ADR-031: Tagged Prompt Snippet Library 

Status

Accepted

Date

2026-06-10

Authors

Netresearch DTT GmbH

Context 

Consuming extensions — first nr_repurpose — assemble prompts from recurring building blocks: a persona, a tone of voice, a target audience, an image style, a layout instruction. Editors want to manage these fragments centrally, once, instead of re-typing them into every extension's own configuration.

The existing PromptTemplate entity does not fit this need. It is a heavyweight complete prompt: it binds a feature, carries model parameters (temperature, max tokens, top-p), supports versioning with parent/variant relations, and tracks usage performance. A persona like "You are Nova, a friendly expert." has none of these concerns — it is a fragment that only becomes a prompt when a consumer composes it with its own instructions. Forcing fragments into PromptTemplate would either bloat every fragment record with irrelevant model fields or fork the template semantics depending on a "fragment" flag.

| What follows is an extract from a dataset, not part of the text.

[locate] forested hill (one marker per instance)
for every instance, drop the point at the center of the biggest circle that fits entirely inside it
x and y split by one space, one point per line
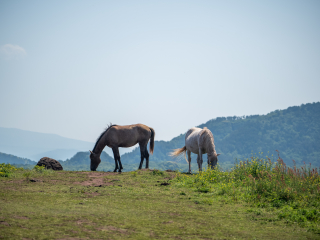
294 132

A second question is how consumers select fragments. A fixed category enum (like Task categories) would require an nr-llm release every time a consuming extension introduces a new fragment kind, which contradicts the goal of nr-llm being a shared foundation that consumers extend without touching it.

Decision 

Introduce a separate, lightweight PromptSnippet entity (table tx_nrllm_promptsnippet) next to — not on top of — PromptTemplate:

  1. Fragments, not templates. A snippet is identifier + name + description + fragment text. No model parameters, no versioning, no performance tracking. PromptTemplate stays untouched.
  2. Free-form CSV tags instead of a category enum. Snippets carry a comma-separated tags field. Consumers query PromptSnippetRepository::findActiveByTag(), which matches tags as exact, case-insensitive tokens — style never matches lifestyle. The tag vocabulary is a convention between editors and consumers (established so far: audience, tone_of_voice, persona, layout, style), documented in the TCA field description and the administration guide. New fragment kinds need no nr-llm release.
  3. JSON metadata side-channel. An optional metadata JSON object carries consumer-specific settings (e.g. {"voice": "nova"} on persona snippets so speech features can pick a matching TTS voice). getMetadataArray() returns [] for empty or invalid JSON — bad editor input must never break a consumer.
  4. Composition stays in nr-llm. PromptSnippetComposer renders an ordered label-to-snippet map into labeled prompt blocks (LABEL: + fragment text, blank-line separated), so all consumers produce uniformly structured prompt sections.
  5. Editing via FormEngine. The backend module gets a "Snippets" list following the established Providers/Models/Tasks pattern; create/edit links into FormEngine, no custom forms.

Consequences 

  • Editors manage personas, tones, audiences, styles, and layouts once, centrally; every consuming extension reads the same library.
  • The free-tag model keeps nr-llm release-independent from consumer vocabulary — at the cost of no referential integrity: a typo in a tag silently yields an empty query result. The documented convention and the tag badges in the list view mitigate this.
  • Token matching is implemented over the CSV field in PHP, not SQL LIKE, guaranteeing exact-token semantics on every database platform. The snippet library is small (tens of records), so loading active snippets for tag filtering is not a performance concern.
  • Two prompt-related entities now coexist. The split is intentional (template = complete prompt, snippet = fragment) and documented here, in the administration guide, and in both entities' PHPDoc.